Gino Strada, the surgeon who founded Emergency in 1994, told The BMJ, “To prevent the spread of Ebola in those centres, in mid-September we opened a holding centre in Lakka to triage suspected Ebola cases, and very soon we started treating them.”

After the new hospital opens in Goderich on 14 December the facility in Lakka will revert to being a holding centre, where a new laboratory will allow fast polymerase chain reaction testing. A minimum of 132 patients with confirmed Ebola virus infection will then be randomised to receive amiodarone and best supportive care or best supportive care alone, in a ratio of 2:1.
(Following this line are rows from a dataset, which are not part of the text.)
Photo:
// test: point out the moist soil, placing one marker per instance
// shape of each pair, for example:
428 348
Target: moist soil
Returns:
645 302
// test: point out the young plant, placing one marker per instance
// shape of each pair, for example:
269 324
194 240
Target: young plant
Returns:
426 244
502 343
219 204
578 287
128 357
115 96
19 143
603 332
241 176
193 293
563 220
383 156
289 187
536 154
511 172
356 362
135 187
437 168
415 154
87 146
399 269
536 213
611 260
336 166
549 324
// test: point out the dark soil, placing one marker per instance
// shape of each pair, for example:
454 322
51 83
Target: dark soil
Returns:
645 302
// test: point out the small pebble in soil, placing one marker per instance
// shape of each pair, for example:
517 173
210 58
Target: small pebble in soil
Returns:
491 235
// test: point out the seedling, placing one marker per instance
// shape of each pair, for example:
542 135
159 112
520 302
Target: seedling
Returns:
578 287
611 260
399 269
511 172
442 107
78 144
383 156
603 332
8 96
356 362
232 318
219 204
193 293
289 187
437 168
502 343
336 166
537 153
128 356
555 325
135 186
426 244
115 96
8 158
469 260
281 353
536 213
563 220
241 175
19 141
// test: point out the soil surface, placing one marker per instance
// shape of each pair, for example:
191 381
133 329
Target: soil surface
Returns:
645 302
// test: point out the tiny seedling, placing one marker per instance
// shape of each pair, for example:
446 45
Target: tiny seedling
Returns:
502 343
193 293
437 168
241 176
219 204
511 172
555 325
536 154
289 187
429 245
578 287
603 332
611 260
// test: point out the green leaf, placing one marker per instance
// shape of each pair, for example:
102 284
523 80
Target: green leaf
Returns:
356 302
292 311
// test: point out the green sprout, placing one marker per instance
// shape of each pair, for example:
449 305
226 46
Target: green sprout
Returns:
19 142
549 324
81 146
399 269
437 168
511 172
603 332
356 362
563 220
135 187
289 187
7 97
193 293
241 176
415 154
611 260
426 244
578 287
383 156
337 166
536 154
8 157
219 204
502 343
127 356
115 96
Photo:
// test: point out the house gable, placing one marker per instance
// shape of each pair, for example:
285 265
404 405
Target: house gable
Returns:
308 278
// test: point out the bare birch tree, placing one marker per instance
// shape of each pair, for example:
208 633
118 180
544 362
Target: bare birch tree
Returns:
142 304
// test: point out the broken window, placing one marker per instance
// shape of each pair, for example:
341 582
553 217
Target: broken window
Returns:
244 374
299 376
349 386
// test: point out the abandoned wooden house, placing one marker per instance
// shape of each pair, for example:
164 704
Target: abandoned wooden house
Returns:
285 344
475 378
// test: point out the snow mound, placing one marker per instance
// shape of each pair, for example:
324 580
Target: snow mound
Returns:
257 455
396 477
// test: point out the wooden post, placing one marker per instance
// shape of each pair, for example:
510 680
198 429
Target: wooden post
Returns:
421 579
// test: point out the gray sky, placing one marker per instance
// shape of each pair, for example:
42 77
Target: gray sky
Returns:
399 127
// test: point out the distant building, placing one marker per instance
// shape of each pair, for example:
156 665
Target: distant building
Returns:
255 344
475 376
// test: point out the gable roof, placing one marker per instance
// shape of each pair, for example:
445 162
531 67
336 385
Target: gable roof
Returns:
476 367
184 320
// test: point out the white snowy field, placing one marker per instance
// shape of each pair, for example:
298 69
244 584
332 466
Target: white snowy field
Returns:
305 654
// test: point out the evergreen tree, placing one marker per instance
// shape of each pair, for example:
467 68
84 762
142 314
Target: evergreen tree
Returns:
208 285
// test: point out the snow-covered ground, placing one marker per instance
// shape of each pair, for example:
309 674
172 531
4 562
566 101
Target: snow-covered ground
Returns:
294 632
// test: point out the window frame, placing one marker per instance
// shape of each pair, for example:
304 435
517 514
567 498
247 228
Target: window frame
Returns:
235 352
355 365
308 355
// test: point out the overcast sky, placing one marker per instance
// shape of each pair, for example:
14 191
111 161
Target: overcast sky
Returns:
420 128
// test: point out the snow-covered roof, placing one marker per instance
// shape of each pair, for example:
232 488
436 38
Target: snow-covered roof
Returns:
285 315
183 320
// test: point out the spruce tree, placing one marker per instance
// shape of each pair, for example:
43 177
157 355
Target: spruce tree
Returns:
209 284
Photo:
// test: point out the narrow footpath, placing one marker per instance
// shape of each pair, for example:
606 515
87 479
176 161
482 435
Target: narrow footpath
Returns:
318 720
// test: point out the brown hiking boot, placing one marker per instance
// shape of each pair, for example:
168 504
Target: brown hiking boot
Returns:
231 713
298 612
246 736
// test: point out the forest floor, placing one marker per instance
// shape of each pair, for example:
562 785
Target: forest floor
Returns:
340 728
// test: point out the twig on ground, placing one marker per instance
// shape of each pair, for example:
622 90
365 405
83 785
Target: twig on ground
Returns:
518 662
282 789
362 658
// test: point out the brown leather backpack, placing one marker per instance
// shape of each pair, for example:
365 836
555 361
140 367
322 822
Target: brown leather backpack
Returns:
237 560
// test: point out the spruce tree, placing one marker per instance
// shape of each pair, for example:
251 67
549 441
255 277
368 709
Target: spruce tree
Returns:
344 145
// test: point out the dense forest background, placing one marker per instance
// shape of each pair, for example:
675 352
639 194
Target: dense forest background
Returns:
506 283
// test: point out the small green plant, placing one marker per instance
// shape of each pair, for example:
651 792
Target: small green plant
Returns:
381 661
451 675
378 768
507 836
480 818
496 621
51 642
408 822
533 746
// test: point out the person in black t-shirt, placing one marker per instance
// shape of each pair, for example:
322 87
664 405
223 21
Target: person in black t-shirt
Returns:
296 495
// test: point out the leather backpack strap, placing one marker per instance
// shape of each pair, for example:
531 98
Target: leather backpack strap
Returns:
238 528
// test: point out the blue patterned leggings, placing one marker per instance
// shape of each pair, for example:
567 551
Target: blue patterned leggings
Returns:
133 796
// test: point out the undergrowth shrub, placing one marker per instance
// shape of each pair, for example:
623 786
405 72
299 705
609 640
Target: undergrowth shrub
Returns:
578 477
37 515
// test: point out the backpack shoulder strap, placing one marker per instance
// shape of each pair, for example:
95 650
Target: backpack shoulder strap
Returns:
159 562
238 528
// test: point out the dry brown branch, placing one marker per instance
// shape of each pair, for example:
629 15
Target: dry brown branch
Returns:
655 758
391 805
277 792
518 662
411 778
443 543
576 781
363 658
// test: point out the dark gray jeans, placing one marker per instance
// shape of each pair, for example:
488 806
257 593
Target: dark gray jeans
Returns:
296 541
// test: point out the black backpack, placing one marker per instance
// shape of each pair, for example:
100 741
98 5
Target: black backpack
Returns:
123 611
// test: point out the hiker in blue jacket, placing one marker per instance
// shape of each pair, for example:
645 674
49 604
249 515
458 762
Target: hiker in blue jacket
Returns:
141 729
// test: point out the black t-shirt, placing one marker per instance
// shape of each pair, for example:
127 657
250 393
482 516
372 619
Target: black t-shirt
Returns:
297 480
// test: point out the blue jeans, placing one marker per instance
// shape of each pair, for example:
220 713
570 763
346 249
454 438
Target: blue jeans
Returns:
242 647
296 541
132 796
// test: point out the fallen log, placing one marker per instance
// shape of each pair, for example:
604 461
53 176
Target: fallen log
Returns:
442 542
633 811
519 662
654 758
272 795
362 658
A Ugandan paediatrician working with Emergency who contracted the virus in Sierra Leone was declared cured on 21 November after being hospitalised in Frankfurt, Germany. And on 24 November another doctor working for Emergency in Sierra Leone—an Italian doctor whose identity was not disclosed—was found to have the Ebola virus and was immediately flown to the Spallanzani Hospital in Rome for treatment.